Glosse Wolffs Revier : une croisière avec des inconnus. Une fois et jamais plus !Photo : YACHT/F. Gunkel
L'auteur Steffi von Wolff
On se rencontre lors d'une fête ou d'une manifestation quelconque, tout le monde fait de la voile, c'est merveilleux, et on nous demande : "Ah, nous n'avons pas de bateau justement, est-ce que nous ne voudrions pas faire de la voile à quatre sur le vôtre" ? Bien sûr, avec plaisir. Ça va être super, le week-end... oh non, ça va être super !

La vie à bord d'un voilier et dans les ports offre bien des rencontres bizarres. L'auteur Steffi von Wolff raconte dans sa glose"Le territoire de Wolff" régulièrement de ses expériences en tant que femme de bord. Pas toujours sérieuse, souvent satiriquement exagérée, mais toujours avec beaucoup de cœur et un clin d'œil.

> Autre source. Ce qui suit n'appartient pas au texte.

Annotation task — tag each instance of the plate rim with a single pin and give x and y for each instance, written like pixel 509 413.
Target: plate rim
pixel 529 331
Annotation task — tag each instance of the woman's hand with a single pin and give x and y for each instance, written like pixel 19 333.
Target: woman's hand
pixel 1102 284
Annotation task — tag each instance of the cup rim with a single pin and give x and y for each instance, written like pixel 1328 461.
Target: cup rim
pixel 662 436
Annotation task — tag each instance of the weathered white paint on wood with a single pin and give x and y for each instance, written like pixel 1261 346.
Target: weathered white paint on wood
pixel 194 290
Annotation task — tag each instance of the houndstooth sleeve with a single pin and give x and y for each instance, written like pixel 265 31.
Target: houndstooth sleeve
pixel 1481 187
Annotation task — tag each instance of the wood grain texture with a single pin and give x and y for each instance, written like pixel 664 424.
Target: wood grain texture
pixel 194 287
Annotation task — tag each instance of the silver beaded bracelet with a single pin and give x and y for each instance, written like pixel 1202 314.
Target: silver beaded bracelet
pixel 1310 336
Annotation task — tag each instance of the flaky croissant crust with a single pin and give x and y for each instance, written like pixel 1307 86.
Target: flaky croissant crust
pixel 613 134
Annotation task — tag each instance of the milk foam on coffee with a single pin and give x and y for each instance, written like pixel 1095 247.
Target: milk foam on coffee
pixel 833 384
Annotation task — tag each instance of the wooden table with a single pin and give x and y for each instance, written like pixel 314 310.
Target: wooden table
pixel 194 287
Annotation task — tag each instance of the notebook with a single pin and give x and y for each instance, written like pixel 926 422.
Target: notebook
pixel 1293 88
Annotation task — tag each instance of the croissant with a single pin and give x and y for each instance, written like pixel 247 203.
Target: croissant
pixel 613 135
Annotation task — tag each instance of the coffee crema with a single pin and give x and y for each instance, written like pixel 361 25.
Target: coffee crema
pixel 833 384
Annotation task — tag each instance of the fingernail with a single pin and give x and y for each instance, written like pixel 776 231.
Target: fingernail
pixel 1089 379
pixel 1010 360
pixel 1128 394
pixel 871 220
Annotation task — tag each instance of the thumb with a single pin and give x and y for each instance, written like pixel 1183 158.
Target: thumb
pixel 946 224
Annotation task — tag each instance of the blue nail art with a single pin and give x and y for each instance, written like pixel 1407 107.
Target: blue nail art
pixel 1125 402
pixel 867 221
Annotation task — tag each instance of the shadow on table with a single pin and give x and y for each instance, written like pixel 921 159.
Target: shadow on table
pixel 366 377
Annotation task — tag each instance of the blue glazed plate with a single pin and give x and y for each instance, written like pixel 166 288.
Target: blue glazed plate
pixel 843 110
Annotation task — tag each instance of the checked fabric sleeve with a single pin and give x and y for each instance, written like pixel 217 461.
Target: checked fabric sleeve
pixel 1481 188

Cette fois-ci, il s'agit d'une croisière avec des inconnus.

Des visiteurs montent à bord

"C'est tellement bien que ça ait marché", dit Dörte toute contente en me passant son sac par-dessus la proue. "Attends, en voilà un autre. Voilà, et voilà celui de Jan, et voilà l'autre".

Je balance les sacs derrière moi. Ciel, ils sont lourds.

"Mais qu'est-ce que c'est que cette drôle de construction ?", demande maintenant Dörte en grimpant. "Vous ne montez pas à bord sans une potence ?".

"Non, le panier de proue est trop en arrière, je ne peux pas bien m'y accrocher", me réponds-je. "C'est pourquoi mon mari m'a bricolé quelque chose".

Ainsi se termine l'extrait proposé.